Dans son dernier discours, Nasrallah a donc été très clair sur plusieurs points. Il a ainsi commencé par annoncer l'imminence de la riposte. Il a ensuite précisé que le Hezbollah se considère désormais libéré de toutes les lignes rouges tacitement établies. Ce qui signifie que sa réponse pourrait se produire dans un lieu inédit, jusque-là considéré comme faisant partie des régions mises à l'abri de la confrontation qui se poursuit depuis des années à la frontières libanaise. Il a ainsi laissé entendre qu'il n'y avait plus de contrainte géographique pour l'action du Hezbollah, comme cela avait été le cas en janvier 2015, lorsqu'il avait soigneusement choisi un territoire libanais occupé pour ne pas provoquer ensuite un tollé interne et international. Cette fois, du moins dans le second discours de Nasrallah, le Hezbollah a voulu montrer qu'il ne craint plus les condamnations et les critiques qui pleuvront forcément sur lui, tout comme il ne cède ni aux pressions ni aux menaces. Il vengera donc Samir el-Kantar dans une opération qui sera à la mesure de l'importance de ce dernier pour le mouvement, en tant que symbole de la résistance et en tant que chef sur le terrain.

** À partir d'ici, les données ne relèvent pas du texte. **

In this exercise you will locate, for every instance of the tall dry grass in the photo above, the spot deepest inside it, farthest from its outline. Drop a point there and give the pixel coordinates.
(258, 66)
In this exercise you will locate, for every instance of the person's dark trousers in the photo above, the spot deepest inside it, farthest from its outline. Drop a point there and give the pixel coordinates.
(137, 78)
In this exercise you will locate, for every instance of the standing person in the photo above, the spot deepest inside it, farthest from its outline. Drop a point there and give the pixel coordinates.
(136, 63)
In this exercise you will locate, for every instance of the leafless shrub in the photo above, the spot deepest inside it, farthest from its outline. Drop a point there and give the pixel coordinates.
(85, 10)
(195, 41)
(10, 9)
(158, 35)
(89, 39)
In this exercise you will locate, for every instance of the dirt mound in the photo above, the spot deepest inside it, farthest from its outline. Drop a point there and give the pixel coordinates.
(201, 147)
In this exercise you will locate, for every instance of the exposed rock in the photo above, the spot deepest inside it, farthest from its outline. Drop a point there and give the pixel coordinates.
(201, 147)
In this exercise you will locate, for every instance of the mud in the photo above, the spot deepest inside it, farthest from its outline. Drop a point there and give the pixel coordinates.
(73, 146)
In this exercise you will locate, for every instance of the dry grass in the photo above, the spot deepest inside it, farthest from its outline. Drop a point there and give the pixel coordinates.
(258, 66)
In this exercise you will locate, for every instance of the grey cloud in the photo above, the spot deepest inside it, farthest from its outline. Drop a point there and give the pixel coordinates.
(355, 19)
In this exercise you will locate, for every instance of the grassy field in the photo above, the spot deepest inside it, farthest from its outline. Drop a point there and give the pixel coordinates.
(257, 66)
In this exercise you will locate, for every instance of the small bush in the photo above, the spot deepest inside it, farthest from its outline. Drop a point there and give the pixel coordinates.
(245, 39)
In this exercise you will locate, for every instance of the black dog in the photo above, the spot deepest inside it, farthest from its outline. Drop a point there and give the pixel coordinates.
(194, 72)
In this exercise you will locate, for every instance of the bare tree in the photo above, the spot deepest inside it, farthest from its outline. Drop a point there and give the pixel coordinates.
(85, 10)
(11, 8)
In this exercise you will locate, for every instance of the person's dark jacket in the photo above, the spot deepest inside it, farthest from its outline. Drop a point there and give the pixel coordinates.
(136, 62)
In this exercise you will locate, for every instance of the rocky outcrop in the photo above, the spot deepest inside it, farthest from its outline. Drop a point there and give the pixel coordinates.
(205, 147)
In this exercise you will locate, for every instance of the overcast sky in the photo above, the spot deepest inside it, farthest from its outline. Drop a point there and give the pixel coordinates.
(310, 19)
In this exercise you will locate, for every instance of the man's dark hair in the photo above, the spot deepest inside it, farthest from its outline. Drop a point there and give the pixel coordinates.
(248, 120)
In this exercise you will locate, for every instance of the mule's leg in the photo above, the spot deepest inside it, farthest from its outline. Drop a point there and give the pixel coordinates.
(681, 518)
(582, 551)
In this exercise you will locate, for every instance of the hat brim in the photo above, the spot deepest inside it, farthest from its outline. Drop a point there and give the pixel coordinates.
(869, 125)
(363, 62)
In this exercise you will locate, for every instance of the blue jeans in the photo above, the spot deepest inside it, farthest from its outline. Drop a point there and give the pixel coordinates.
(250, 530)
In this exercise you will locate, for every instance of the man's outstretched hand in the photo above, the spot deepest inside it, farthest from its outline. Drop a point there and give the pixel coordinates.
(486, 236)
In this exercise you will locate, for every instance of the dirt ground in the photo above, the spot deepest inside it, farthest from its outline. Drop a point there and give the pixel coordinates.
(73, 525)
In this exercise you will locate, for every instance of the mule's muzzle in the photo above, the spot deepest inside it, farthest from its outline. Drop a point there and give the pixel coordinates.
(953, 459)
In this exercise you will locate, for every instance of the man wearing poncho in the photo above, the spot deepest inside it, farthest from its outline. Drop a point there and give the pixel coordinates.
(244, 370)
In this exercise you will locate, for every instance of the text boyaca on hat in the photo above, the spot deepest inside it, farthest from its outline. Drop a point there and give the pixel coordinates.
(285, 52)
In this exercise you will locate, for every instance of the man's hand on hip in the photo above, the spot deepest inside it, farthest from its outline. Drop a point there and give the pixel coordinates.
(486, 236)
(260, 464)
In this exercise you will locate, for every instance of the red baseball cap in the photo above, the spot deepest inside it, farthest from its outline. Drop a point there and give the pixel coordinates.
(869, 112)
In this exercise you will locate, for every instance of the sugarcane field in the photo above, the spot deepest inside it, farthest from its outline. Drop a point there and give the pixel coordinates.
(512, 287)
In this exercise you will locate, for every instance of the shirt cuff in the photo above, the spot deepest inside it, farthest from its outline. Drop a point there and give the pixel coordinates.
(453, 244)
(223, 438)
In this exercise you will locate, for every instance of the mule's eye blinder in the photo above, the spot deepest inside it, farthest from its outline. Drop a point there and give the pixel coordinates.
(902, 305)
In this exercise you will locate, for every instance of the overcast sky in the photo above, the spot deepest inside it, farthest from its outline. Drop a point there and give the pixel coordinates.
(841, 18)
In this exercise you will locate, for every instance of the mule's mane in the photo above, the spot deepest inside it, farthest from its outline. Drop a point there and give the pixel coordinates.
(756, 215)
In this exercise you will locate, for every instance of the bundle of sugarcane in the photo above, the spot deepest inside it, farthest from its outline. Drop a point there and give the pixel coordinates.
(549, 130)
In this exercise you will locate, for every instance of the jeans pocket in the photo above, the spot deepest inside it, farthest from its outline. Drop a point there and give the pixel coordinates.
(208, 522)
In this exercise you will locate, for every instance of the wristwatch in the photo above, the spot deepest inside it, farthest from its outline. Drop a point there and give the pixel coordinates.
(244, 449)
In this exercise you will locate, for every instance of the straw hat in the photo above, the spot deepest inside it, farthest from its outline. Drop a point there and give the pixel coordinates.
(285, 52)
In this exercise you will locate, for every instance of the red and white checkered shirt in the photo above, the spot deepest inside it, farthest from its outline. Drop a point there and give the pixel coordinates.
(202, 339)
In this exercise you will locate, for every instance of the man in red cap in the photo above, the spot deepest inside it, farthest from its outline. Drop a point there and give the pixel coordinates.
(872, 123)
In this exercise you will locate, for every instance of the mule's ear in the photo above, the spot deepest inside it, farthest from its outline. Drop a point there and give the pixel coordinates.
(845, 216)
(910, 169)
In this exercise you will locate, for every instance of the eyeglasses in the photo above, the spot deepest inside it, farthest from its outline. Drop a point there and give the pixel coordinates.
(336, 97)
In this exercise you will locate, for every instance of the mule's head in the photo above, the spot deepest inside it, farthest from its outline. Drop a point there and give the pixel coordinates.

À travers ces explications, Nasrallah a voulu montrer que cette fois, la riposte du Hezbollah devait faire encore plus mal aux Israéliens que celle de janvier 2015. Son objectif serait donc de dissuader effectivement les Israéliens de procéder à des assassinats ciblés des chefs de la résistance. Mais en même temps, le Hezbollah ne souhaite pas provoquer une nouvelle guerre israélo-libanaise, d'une part parce que, dans la tourmente actuelle, la région ne le supporterait pas, d'autre part parce que sa priorité aujourd'hui est à la lutte contre le terrorisme de Daech et de ses semblables. Un équilibre difficile à trouver, mais s'il faut en croire les propos de Nasrallah, l'opération a déjà été décidée et elle n'attend plus que le bon timing pour être exécutée. En effet, dans son dernier discours, Nasrallah a déclaré que la riposte est désormais entre « les mains de ceux qui sont responsables de la vie et du sang de leurs compagnons ».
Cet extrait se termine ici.